Les parties ont été régulièrement averties du jour de l'audience.

Ont été entendus au cours de l'audience publique :

- le rapport de Mme Muriel Milard, première conseillère,

- et les conclusions de M. Bertrand Baillard, rapporteur public.

Considérant ce qui suit :

1. M. C... F..., associé exploitant de la SCEA de Cailly la Boulaye, de la SCEA F... P et MN et de l'EARL des Bucquets, élevage porcin, a effectué, le 27 octobre 2017, une déclaration de reprise de biens familiaux portant sur une superficie de 12 ha 76 a 22 ca de terres dans le département de l'Eure mises jusque-là en valeur par l'EARL de Roncherolles. Par une lettre du 22 novembre 2017, le service instructeur de la direction départementale des territoires et de la mer du département de l'Eure a informé M. F... que sa demande d'agrandissement relevait du régime de l'autorisation préalable et qu'il devait donc déposer une demande d'autorisation d'exploiter pour les 12 ha 76 a 22 ca de terres. Puis, par un courrier du 14 février 2018 adressé au mandataire de l'intéressé, le service instructeur a informé cet avocat que l'opération envisagée était soumise au régime de la déclaration préalable, en précisant cependant que la demande serait instruite et ferait l'objet d'une notification à son bénéficiaire. Enfin, par une décision du 25 mai 2018, la préfète de la région Normandie a refusé à M. F... le bénéfice du régime dérogatoire de la déclaration préalable. M. F... relève appel du jugement du 10 juillet 2020 par lequel le tribunal administratif de Rouen a rejeté sa demande tendant à l'annulation de cette dernière décision.

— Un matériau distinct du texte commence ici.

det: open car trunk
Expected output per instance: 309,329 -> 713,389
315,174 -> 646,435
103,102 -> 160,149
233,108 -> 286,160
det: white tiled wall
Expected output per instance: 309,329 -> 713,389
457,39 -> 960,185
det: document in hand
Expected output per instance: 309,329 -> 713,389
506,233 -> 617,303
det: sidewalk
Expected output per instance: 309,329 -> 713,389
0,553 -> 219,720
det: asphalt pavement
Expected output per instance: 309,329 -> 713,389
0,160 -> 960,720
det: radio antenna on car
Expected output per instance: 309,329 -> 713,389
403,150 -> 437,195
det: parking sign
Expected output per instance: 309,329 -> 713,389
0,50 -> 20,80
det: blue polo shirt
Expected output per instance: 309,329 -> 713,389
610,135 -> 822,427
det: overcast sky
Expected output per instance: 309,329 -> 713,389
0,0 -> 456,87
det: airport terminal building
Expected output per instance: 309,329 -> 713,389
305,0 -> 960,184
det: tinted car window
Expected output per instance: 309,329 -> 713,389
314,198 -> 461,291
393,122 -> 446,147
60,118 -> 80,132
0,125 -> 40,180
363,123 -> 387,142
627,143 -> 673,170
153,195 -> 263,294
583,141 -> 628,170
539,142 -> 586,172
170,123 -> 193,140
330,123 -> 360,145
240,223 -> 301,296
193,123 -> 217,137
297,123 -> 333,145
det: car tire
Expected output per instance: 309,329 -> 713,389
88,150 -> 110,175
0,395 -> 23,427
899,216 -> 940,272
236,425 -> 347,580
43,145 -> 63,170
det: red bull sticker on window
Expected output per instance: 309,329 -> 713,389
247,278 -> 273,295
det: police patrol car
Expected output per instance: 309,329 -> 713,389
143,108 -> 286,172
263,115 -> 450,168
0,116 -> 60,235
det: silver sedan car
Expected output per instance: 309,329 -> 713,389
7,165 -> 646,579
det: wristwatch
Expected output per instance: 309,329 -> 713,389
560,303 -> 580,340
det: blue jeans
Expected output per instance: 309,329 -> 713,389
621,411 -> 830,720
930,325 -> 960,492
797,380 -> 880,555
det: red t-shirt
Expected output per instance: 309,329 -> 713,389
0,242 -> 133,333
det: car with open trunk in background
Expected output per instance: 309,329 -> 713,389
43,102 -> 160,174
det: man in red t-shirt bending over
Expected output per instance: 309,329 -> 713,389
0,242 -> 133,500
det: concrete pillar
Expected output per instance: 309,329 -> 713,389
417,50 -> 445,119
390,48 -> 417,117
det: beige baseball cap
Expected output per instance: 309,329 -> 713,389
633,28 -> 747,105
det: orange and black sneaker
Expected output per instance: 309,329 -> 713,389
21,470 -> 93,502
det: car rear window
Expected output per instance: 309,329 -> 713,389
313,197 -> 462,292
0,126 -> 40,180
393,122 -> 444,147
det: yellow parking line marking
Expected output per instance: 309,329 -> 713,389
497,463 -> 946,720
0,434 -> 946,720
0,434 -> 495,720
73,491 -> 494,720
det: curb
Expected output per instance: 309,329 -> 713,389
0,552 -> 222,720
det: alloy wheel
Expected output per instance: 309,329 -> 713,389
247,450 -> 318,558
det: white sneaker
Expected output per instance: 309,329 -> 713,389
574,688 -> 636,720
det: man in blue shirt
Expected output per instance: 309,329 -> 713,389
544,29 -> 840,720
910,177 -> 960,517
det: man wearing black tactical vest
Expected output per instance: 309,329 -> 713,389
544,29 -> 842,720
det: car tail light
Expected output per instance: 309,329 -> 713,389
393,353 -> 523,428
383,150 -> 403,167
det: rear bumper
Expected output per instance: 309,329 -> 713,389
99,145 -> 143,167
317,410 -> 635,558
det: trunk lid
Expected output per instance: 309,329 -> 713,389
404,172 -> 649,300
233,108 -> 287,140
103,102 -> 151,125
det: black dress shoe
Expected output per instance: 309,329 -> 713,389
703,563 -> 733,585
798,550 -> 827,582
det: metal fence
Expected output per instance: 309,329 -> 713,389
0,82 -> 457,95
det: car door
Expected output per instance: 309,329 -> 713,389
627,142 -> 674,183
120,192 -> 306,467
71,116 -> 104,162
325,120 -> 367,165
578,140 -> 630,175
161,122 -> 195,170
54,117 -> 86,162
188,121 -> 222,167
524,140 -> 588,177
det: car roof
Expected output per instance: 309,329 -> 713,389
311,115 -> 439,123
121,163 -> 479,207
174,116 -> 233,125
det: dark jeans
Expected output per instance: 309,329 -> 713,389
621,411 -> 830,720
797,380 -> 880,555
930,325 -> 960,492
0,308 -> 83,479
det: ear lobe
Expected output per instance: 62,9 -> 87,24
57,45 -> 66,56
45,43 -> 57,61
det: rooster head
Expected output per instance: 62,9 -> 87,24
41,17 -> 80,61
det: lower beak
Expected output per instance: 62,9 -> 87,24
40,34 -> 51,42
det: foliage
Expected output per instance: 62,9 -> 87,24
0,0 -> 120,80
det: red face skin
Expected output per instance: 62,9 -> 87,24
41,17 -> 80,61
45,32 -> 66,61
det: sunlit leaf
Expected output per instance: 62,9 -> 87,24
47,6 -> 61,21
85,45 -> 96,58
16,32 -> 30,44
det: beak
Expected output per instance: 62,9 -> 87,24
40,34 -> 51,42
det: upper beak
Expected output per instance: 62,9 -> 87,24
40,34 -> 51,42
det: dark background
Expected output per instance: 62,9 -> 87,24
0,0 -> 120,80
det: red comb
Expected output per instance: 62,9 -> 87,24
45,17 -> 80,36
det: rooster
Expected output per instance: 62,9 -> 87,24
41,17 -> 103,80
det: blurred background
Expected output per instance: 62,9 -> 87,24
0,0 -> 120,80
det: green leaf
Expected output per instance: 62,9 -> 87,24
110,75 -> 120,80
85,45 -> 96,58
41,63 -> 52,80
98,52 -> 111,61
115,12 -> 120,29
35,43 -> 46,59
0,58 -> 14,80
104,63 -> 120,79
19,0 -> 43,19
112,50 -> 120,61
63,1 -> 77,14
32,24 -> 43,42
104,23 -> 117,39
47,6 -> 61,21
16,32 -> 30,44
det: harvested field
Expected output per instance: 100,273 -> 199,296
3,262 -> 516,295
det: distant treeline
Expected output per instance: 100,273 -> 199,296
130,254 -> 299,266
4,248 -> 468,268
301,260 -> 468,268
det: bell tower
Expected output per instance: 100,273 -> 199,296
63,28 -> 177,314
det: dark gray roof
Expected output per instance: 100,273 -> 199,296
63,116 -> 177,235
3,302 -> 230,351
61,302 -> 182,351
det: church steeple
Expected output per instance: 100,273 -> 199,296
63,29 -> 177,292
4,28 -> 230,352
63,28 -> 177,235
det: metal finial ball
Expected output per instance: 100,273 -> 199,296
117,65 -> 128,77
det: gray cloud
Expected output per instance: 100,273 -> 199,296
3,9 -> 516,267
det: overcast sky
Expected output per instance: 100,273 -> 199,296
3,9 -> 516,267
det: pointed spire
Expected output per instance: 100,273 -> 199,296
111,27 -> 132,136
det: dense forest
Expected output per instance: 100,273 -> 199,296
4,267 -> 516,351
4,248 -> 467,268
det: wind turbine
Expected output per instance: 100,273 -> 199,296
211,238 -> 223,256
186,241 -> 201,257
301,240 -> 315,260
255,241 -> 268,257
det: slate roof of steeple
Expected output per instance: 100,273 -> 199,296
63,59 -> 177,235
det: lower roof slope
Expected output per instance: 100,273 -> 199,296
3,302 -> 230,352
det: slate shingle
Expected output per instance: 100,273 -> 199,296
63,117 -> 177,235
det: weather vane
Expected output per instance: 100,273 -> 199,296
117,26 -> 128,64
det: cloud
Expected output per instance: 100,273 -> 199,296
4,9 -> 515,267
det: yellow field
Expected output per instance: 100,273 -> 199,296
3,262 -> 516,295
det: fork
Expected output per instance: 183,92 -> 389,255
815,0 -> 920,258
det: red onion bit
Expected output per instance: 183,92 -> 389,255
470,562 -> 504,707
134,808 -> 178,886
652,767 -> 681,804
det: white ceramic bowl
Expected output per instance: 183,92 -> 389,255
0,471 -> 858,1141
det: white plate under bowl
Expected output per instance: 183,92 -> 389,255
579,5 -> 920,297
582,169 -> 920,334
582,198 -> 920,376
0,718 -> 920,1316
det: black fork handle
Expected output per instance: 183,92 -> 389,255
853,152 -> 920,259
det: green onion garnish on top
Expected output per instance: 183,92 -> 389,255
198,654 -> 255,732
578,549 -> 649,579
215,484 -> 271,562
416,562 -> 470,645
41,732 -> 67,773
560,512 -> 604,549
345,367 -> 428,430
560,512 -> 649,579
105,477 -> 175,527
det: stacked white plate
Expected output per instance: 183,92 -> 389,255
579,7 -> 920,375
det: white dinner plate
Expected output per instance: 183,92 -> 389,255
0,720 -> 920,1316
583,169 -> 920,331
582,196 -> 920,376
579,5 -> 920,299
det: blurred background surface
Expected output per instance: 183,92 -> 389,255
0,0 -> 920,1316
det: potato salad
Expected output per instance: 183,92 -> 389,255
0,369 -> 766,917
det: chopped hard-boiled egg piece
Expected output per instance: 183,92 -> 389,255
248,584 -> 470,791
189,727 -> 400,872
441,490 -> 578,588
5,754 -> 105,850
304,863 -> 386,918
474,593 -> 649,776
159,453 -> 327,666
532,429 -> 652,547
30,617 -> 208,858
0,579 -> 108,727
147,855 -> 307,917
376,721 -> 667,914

2. En premier lieu, par un arrêté n° 176059 du 10 mai 2017 publié au recueil des actes administratifs spécial de la préfecture n° R 28-2017-79 du 11 mai 2017, la préfète de la région Normandie a donné délégation à Mme D... G..., directrice régionale de l'agriculture et de la forêt, à l'effet de signer les actes et décisions relevant de la compétence de cette direction. Mme G... a pu légalement, conformément aux dispositions de l'article 38 du décret n° 2004-374 du 29 avril 2004 dans sa rédaction issue du décret n° 2010-687 du 24 juin 2010, accorder, par un arrêté du 11 mai 2017 publié au recueil des actes administratifs spécial n° R 28-2017-80 du 15 mai 2017, à M. H... et à M. A..., directeurs régionaux adjoints de l'alimentation, de l'agriculture et de la forêt de la région Normandie, une subdélégation à l'effet de signer les actes relevant de leurs attributions et compétences et, en cas d'empêchement de ces derniers, autoriser M. E... B..., chef du service régional des entreprises agricoles, à signer les décisions et les actes mentionnés aux points 1.2, 2 et 3 de l'annexe, comprenant les décisions individuelles dans le domaine du contrôle des structures. Il suit de là que M. B... était compétent pour signer, au nom de la préfète de la région Normandie, la décision attaquée du 25 mai 2018 refusant à M. F... le bénéfice du régime dérogatoire de la déclaration préalable d'exploiter. Par suite, le moyen tiré de l'incompétence de l'auteur de la décision attaquée doit être écarté.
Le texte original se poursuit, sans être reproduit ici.